Jakie są Pana zdaniem najbardziej pozytywne i negatywne aspekty UE?
KJ:Pozytywne:
1. Likwidacja barier w obrocie handlowym na wspólnym rynku,
2. Poprawa na rynku pracy,
3. Pomoc w osiągnięciu spójności ekonomicznej z państwami członkowskimi UE,
4. Wspólna Polityka Rolna,
5. Swobodny przepływ osób, towarów i usług.
Negatywne:
1. Brak w niektórych krajach członkowskich szacunku dla życia ludzkiego i ochrony tradycyjnego modelu rodziny,
2. Podważanie reguł konkurencji w gospodarce ze strony państw członkowskich,
3. Samowolne, pozatraktatowe poszerzanie kompetencji przez instytucje UE, zwłaszcza przez Komisję i TSUE.
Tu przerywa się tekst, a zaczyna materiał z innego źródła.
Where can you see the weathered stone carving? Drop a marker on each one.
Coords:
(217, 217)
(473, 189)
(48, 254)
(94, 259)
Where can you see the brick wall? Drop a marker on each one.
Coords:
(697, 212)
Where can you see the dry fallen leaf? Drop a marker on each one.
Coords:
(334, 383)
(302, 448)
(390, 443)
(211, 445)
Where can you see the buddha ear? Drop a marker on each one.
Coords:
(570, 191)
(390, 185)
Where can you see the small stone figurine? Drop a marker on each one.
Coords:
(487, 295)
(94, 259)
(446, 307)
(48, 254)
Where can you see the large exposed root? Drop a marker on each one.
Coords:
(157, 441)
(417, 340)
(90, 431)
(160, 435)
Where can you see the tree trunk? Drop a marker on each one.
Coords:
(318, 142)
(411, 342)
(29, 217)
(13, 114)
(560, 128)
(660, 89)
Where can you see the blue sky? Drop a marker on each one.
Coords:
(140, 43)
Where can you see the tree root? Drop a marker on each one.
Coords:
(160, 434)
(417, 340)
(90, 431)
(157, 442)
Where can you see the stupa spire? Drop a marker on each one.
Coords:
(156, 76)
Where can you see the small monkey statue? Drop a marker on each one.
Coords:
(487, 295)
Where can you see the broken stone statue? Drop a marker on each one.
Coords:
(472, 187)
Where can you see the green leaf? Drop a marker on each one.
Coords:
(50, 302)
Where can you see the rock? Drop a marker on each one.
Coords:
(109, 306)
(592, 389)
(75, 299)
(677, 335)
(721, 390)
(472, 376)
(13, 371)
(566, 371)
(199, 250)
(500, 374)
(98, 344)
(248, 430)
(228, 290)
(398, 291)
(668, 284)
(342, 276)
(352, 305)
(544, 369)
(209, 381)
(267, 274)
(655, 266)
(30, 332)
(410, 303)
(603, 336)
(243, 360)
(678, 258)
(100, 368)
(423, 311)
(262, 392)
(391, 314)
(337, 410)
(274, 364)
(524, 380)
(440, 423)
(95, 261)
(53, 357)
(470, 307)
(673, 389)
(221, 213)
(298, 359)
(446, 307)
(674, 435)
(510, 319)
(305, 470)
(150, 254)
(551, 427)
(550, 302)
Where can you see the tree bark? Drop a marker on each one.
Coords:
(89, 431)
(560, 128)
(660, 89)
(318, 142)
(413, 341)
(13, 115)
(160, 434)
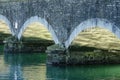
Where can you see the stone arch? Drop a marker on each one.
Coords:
(90, 23)
(8, 23)
(40, 20)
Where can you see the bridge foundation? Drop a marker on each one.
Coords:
(12, 45)
(57, 55)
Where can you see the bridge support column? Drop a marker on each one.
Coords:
(12, 45)
(57, 55)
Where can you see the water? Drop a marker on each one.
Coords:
(33, 67)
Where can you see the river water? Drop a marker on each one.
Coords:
(33, 67)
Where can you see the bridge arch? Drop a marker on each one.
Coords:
(40, 20)
(8, 23)
(90, 23)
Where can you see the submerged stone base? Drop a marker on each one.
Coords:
(57, 55)
(12, 45)
(62, 57)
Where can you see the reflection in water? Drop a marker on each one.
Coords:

4. Nadmierna globalizacja, zamiast sojuszu i solidarności wolnych narodów europejskich,
5. Nierówne, paternalistyczne traktowanie nowych państw członkowskich z Europy Środkowo-Wschodniej.

Jakich elementów życia sprzed pandemii brakuje Panu najbardziej?
KJ:Nadzwyczajne środki związane z pandemią ograniczyły aktywność do pracy zdalnej. W tych warunkach możemy podejmować niezbędne decyzje w ramach pracy Komisji AGRI, a także w Parlamencie Europejskim. Aktywność polityczna została ograniczona do kontaktów za pomocą urządzeń elektronicznych. Najbardziej brakuje bezpośrednich spotkań na obradach Komisji, sesjach Parlamentu Europejskiego, seminariach, konferencjach z udziałem przedstawicieli różnych środowisk, a w szczególności związanych z polską wsią.